By: Michael S (already5chosen.delete@this.yahoo.com), July 6, 2013 9:57 am
Room: Moderated Discussions
Patrick Chase (patrickjchase.delete@this.gmail.com) on July 5, 2013 11:37 am wrote:
> Etienne (etienne_lorrain.delete@this.yahoo.fr) on July 5, 2013 3:14 am wrote:
> > Sorry to switch subject, I have a question I do not know where to ask:
> > (please note I am not a hardware specialist)
> >
> > A processor with two layer cache writes a byte to zero, none of the memory is in cache.
> > So the processor system looks for the address in layer 1 cache, do not find it, looks
> > in layer 2 cache, do not find it, instruct the layer 2 cache to fetch the memory.
>
> This depends on the allocation policies of the L1 and L2 caches. Many modern processors default
> to "allocate on read miss" (or simply "read-allocate") for either L1 or both, which means that a
> cache line will only be allocated if a *load* misses the cache. You've specified a store above,
> so in such a core there would be no changes to the cache contents. The reasoning behind the read-allocate
> policy is that many workloads involve streaming write-only data (no temporal locality, entire cache
> line will be over-written). Loading the old version of such data from memory or evicting other data
> from cache are both counterproductive, so you ideally want it to bypass cache.
>
Huh?
Show me not "many", but just one modern general-purpose processor with write-back cache that does not write-allocate by default. AFAIK, there are none.
Streaming stores are another matter.
> Microarchitectures with "allocate on read miss" policies invariably feature write-combining buffers, which are
> a small number of cache-line-sized buffers that accumulate data from stores that miss cache. This allows the
> core to exploit spatial locality by coalescing adjacent writes into (up to) cache-line-sized transactions. In
> most microarchitectures loads can snoop the write-combining buffers. In my experience the combination of read-allocate
> caches and snooped write-combining buffers works very well for a wide range of workloads.
>
> > When the layer 1 cache line is filled, the instruction to clear the byte executes.
> > If at that point both layer cache are no more needed and evicted,
>
> No. If the cache uses an allocate-on-write-miss allocation policy then the line will stay
> in cache until evicted based on its replacement policy (LRU, random, adaptive, etc).
>
> > what size is written
> > back to memory: a layer 1 cache line or a layer 2 cache line (which would be a lot bigger).

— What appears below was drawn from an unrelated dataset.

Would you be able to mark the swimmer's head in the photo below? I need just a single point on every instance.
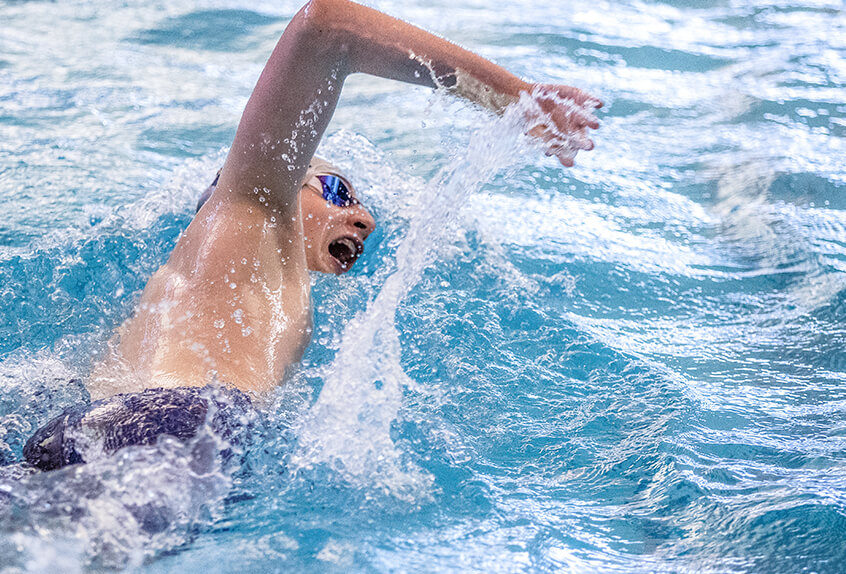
(335, 223)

> > In other words, is there "dirty bits" for every layer 1 cache line inside the layer 2 cache?
>
> The line sizes for all levels are typically the same. If they weren't then coherency and OS cache
> management would become more complicated. With that said, a cache that has valid/dirty bits for
> partial lines is called a sectored cache (a very old technique first used in the 360/85). The
> only recent microarchticture that I know of that uses a sectored cache is the NVIDIA Fermi GPU
> family, which appear to use a sectored L2 with 128-byte lines and 32-byte sectors [*].
>
> -- Patrick
Crystallwell L4 should do something similar. It's not yet documented in the Intel optimization reference manual, but anything else simply does not make a technical sense.
>
> [*] I determined that empirically by looking at the relative performance of 32-byte
> texture cache line fills and 128-byte L1 line fills with various address patterns -
> Nvidia have never publically described the Fermi L2 configuration that I know of.
>
> Etienne (etienne_lorrain.delete@this.yahoo.fr) on July 5, 2013 3:14 am wrote:
> > Sorry to switch subject, I have a question I do not know where to ask:
> > (please note I am not a hardware specialist)
> >
> > A processor with two layer cache writes a byte to zero, none of the memory is in cache.

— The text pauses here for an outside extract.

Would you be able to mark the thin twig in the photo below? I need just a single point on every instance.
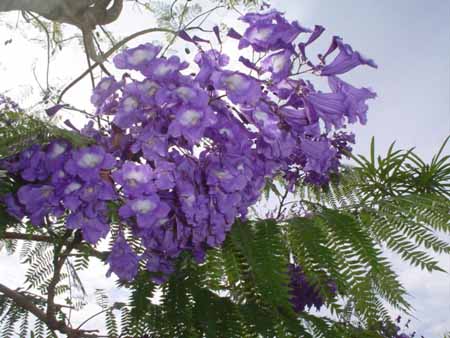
(111, 51)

> > So the processor system looks for the address in layer 1 cache, do not find it, looks
> > in layer 2 cache, do not find it, instruct the layer 2 cache to fetch the memory.
>
> This depends on the allocation policies of the L1 and L2 caches. Many modern processors default
> to "allocate on read miss" (or simply "read-allocate") for either L1 or both, which means that a
> cache line will only be allocated if a *load* misses the cache. You've specified a store above,
> so in such a core there would be no changes to the cache contents. The reasoning behind the read-allocate
> policy is that many workloads involve streaming write-only data (no temporal locality, entire cache
> line will be over-written). Loading the old version of such data from memory or evicting other data
> from cache are both counterproductive, so you ideally want it to bypass cache.
>
Huh?
Show me not "many", but just one modern general-purpose processor with write-back cache that does not write-allocate by default. AFAIK, there are none.
Streaming stores are another matter.
> Microarchitectures with "allocate on read miss" policies invariably feature write-combining buffers, which are
> a small number of cache-line-sized buffers that accumulate data from stores that miss cache. This allows the
> core to exploit spatial locality by coalescing adjacent writes into (up to) cache-line-sized transactions. In
> most microarchitectures loads can snoop the write-combining buffers. In my experience the combination of read-allocate
> caches and snooped write-combining buffers works very well for a wide range of workloads.
>
> > When the layer 1 cache line is filled, the instruction to clear the byte executes.
> > If at that point both layer cache are no more needed and evicted,
>
> No. If the cache uses an allocate-on-write-miss allocation policy then the line will stay
> in cache until evicted based on its replacement policy (LRU, random, adaptive, etc).
>
> > what size is written
> > back to memory: a layer 1 cache line or a layer 2 cache line (which would be a lot bigger).
> > In other words, is there "dirty bits" for every layer 1 cache line inside the layer 2 cache?
>
> The line sizes for all levels are typically the same. If they weren't then coherency and OS cache
> management would become more complicated. With that said, a cache that has valid/dirty bits for
> partial lines is called a sectored cache (a very old technique first used in the 360/85). The
> only recent microarchticture that I know of that uses a sectored cache is the NVIDIA Fermi GPU
> family, which appear to use a sectored L2 with 128-byte lines and 32-byte sectors [*].
>
> -- Patrick
Crystallwell L4 should do something similar. It's not yet documented in the Intel optimization reference manual, but anything else simply does not make a technical sense.
>
> [*] I determined that empirically by looking at the relative performance of 32-byte
> texture cache line fills and 128-byte L1 line fills with various address patterns -
> Nvidia have never publically described the Fermi L2 configuration that I know of.
>